Giant Step for Gene Therapy
By LEON JAROFF
She weighed around 35 lbs., came down with an occasional cold or ear infection, and appeared to be a healthy four-year-old. But a dark cloud hung . over her future. She suffered from ADA deficiency, the rare, incurable and deadly genetic disease that shuts down the immune system -- a disorder similar to the one that in 1984 finally claimed the life of David, the famous but unfortunate "bubble boy." Only the weekly injection of a newly developed drug seemed to stand between the little girl and the same fate.
Last week, on the 10th floor of the massive Clinical Center of the National Institutes of Health (NIH) in Bethesda, Md., the still unidentified child assumed a historic role. In the first federally approved use of gene therapy, a team of doctors introduced into her bloodstream some 1 billion cells, each containing a copy of a foreign gene. If all goes well, these cells will begin producing ADA, the essential enzyme she requires, and her devastated immune system will slowly begin to recover.
The procedure lacked the drama of an epochal event. For 28 minutes, a grayish liquid in a suspended plastic bag dripped intravenously into the left hand of the child, who sat upright in a bed in the Clinical Center's pediatric intensive-care unit. That was it. But if the technique works as the doctors hope it will, the results could be little short of miraculous. Their patient may eventually begin to lead a normal life, without need for the costly and only partly effective drug now used to extend the lives of young victims of the disease.
The landmark experiment, led by Dr. W. French Anderson, a pioneering advocate of gene therapy, and Drs. R. Michael Blaese and Kenneth Culver, raised the curtain on what some experts believe will be a new era in medicine, when many previously incurable genetic diseases will be contained or even conquered.
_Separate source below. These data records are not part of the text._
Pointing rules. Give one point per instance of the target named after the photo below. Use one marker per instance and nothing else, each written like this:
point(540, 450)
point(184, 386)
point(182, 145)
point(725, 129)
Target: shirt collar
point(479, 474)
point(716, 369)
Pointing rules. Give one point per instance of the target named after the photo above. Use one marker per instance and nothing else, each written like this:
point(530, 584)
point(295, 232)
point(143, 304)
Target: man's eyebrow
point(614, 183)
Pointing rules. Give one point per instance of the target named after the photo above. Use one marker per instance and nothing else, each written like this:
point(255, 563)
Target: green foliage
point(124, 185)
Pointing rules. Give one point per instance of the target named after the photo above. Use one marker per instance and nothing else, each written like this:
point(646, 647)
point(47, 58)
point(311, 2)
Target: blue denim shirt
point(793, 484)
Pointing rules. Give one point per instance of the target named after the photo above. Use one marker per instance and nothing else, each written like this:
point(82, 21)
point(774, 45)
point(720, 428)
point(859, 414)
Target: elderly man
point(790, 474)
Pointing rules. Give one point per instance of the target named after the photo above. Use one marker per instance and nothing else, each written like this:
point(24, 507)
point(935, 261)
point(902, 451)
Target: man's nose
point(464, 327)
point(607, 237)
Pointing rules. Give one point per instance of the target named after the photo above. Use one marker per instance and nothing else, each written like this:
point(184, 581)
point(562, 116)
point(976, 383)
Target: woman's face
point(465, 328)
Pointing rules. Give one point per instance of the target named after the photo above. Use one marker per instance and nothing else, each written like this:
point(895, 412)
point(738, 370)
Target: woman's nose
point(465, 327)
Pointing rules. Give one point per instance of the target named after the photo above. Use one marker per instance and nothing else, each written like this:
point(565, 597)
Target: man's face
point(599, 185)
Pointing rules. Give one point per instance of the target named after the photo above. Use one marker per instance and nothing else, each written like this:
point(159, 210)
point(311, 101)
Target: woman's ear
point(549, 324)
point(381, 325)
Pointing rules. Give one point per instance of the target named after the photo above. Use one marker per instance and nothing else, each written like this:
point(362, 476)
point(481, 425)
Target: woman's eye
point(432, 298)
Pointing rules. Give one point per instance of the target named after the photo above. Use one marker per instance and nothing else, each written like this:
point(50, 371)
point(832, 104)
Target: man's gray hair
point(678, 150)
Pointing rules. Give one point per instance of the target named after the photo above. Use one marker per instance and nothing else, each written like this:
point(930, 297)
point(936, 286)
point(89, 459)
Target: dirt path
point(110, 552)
The long-term impact on society could be enormous. Up to 5% of the infants born in the U.S. are afflicted with often debilitating and sometimes fatal genetic diseases. In most cases, no effective treatment exists for these disorders, which are caused by one or more faulty or missing genes among the estimated 100,000 genes in human DNA.
Each gene consists of a segment of the DNA that is found in the nucleus of every one of the body's 100 trillion cells (with the exception of red blood cells, which have no nuclei). And each gene is responsible for the manufacture of a particular protein that contributes to either the structure or the functioning of the body. If the gene is defective, protein synthesis will be faulty and a deformity or genetic disease will result.
The object of gene therapy, simply put, is to provide the body with healthy replacement genes that can fulfill the intended role of defective ones. "Gene therapy is actually a sophisticated drug-delivery system," Anderson explains. "Anything given now by injection -- growth factor, factor VIII, insulin -- you can just engineer the patient's own cells to pump them out. The advantage is that it's a one-time treatment."
It all sounds rather straightforward, but medical researchers will have to overcome some formidable technological barriers before gene therapy becomes commonplace. Delivering replacement genes to particular cells, inserting them into the correct place in the DNA of those cells and then coaxing the genes to function properly are goals that still often elude scientists.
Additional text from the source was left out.